- Born: Lim Byung-wook (임병욱) June 11, 1974 (age 52)
- Origin: New York City, United States
- Genres: Hip hop, alternative hip hop
- Occupations: Rapper, DJ, Producer
- Instruments: Sampler, Keyboards, Synthesizer
- Years active: 1990s–2005, present
- Labels: Oasis Entertainment, K & Music, Doremi Records

= DJ Shine =

Korean-American rapper (born 1974)

DJ Shine (born June 11, 1974) is a Korean
Rapper, Producer, DJ formerly associated with popular Korean Hip hop group, Drunken Tiger.

== Career ==
Shine started performing as a DJ in small clubs in New York City and Los Angeles.

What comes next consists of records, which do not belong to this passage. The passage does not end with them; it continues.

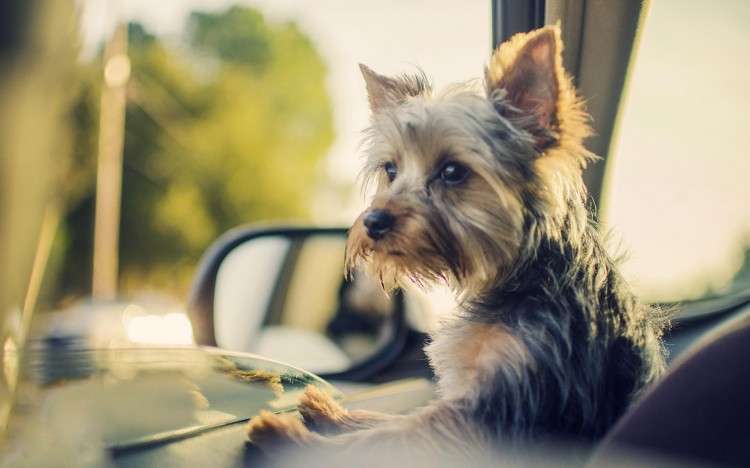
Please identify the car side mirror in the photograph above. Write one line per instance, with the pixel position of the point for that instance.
(281, 293)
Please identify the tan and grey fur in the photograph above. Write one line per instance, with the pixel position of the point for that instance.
(483, 190)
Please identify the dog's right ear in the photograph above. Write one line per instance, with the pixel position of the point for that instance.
(387, 93)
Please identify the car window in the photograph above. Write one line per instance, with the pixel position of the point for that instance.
(245, 111)
(676, 190)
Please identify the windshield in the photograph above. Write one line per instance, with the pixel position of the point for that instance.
(677, 191)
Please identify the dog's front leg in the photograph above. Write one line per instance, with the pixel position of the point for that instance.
(322, 414)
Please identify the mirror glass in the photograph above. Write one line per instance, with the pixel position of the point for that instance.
(284, 297)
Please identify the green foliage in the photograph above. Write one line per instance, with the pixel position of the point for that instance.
(225, 132)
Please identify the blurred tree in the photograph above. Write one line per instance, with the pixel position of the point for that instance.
(226, 131)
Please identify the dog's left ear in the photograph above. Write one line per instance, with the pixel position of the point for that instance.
(387, 93)
(528, 68)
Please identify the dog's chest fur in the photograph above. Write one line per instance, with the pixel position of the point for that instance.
(466, 355)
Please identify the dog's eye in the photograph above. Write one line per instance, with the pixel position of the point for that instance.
(390, 172)
(453, 173)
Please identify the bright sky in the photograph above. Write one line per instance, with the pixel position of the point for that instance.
(680, 184)
(680, 190)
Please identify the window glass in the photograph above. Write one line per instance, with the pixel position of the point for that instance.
(245, 111)
(677, 192)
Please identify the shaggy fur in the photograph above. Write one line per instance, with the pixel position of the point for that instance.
(482, 189)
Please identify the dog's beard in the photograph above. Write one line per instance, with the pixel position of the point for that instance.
(411, 252)
(463, 247)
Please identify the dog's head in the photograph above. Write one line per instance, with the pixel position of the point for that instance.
(458, 173)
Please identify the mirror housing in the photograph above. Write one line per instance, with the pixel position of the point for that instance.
(284, 286)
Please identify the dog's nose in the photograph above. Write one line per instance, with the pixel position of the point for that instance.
(378, 223)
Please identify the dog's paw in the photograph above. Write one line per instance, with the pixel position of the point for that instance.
(319, 410)
(270, 431)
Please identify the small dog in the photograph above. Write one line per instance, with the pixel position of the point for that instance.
(483, 190)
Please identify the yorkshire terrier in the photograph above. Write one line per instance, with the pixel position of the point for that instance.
(482, 189)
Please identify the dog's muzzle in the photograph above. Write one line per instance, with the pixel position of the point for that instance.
(378, 223)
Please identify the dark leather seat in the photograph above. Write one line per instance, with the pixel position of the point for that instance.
(699, 413)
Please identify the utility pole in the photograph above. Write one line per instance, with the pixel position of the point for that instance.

Shine met Tiger JK in a rap event and they found similar interests to form a hip hop group in Los Angeles. After a successful concert, the duo attracted the attention of South Korean music company. They were signed to the company and debuted as Drunken Tiger, their debut album released in South Korea.

Shine left the group for personal reasons in mid-2005. Then he continued to focus on more mainstream and pop music styles than old school rap styles. Shine is also the executive producer of music company, K & Music.

On 2006, he produced and wrote a song for the soundtrack for the movie Cinderella titled, Plastic World. The lyrics are all written in English. Shine also made a Korean version of Flo Rida's hit single, Right Round.